Stanął przed Amorą, nerwowo bawiąc się palcami. Amora uniosła pytająco jedną brew. Mike był chodzącą kulką nerwów od kiedy dowiedział się o przeprowadzce Byersów.
- Ja chciałem powiedzieć, że no wiesz. Takie coś, ale cały czas się bałem bo się wyprowadzasz i pewnie znajdziesz sobie chłopaka i nie będę ci potrzebny, a kogoś ja pewnie też. Tylko myśłałem dlaczego mam nie spróbować, bo co jeśli ty też mnie. A jeśli nie to i tak wyjeżdżasz... Nie to, że chcę, żebyś jechała bo bardzo nie - Mike wziął głęboki oodech, kończąc mówić.
- Hę? - zapytała Amora, ściskając swoją bluzę w ręce.
- To nie ma sensu. Zapomnij - Mike machnął ręką wychodząc z pokoju.
- Michael! - oburzyła się dziewczyna.
- Co? - westchnął Wheeler.
- Ja też będę za tobą tęsknić - uśmiechnęła się.
- Ale mi nie o to chodziło. Znaczy też będę za tobą tęsknić, ale inaczej niż ty za mną.
- Inaczej? - zapytała nerwowo Amora, bawiąc się sznurkami od bluzy. - Jak inaczej?
- No bo... Jak zaczęliśmy spędzać ze sobą czas miesiąc temu to poczułem coś... Chyba już wcześniej tak czułem, ale nie chciałem się przyznać i...
- Czy ty mnie lubisz?
- Lubię inaczej.
- Czy ty przez ten cały czas próbujesz mi powiedzieć, że ci się podobam? - parsknęła dziewczyna.
- Ja... Tak - przyznał niezręcznie.
- Więc ja też cię tak lubię - dziewczyna wzruszyła ramionami.
- Co!?
- No co? - zirytowała się, rzucając torbę do pudła.

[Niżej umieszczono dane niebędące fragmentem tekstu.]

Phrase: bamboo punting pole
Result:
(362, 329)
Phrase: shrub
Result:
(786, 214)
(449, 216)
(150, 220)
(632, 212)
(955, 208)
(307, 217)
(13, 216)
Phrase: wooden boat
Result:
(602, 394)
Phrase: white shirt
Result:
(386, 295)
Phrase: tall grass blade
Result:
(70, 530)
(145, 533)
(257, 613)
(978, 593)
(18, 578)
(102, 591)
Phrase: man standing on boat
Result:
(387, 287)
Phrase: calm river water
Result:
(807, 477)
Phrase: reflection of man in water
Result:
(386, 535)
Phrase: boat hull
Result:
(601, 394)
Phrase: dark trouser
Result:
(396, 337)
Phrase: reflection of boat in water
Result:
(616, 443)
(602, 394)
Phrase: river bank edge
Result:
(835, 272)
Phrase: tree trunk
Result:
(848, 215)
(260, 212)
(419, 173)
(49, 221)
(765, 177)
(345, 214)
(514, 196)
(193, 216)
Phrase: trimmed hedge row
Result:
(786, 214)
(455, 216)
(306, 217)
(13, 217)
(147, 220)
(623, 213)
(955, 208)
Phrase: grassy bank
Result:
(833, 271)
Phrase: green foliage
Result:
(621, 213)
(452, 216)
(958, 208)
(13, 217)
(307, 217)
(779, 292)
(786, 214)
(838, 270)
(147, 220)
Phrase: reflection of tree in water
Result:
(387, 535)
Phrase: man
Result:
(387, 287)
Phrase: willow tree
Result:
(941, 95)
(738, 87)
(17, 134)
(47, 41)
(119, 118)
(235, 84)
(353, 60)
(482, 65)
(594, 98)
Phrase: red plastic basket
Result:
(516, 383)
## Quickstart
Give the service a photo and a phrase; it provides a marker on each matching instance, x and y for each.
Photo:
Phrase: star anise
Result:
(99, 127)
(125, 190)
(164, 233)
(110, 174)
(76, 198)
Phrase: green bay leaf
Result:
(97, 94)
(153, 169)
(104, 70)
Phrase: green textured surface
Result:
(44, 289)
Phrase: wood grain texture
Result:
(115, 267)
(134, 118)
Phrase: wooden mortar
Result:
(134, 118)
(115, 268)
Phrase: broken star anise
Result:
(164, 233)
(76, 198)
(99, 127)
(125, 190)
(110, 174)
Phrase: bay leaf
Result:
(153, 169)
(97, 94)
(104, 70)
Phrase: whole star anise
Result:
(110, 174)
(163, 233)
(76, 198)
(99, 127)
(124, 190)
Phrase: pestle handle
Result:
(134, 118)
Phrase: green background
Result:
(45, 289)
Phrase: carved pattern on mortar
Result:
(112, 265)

- Dlaczego nic nie powiedziałaś?
- Myślałam, że to oczywiste - przewróciła oczami, zamykając pudło.
- Nie było!
- Dla mnie tak - Amora chwyciła dwa pudła szybko wynosząc je na dwór. Wszyscy inni już tam byli, po za Joyce. - Masz - podała Jonathanowi pudła, które chłopak szybko przechwycił i schował do bagażnika.
- Będziemy już jechać - oznajmiła Joyce, wychodząc z domu.
Te słowa ruzyły lawinę przytulasów i pożegnań. Amora westchnęła, ciągnąc Mike'a za rękę. Chłopak zniżył się do jej poziomu zdezorientowany. Amora uśmiechnęła się miękko zanim odgarnęła mu włosy z czoła i delikatnie w nie pocałowała.
- Powinieneś nas odwiedzić za jakiś czas - powiedziała cicho, zanim odeszła pożegnać się z innymi.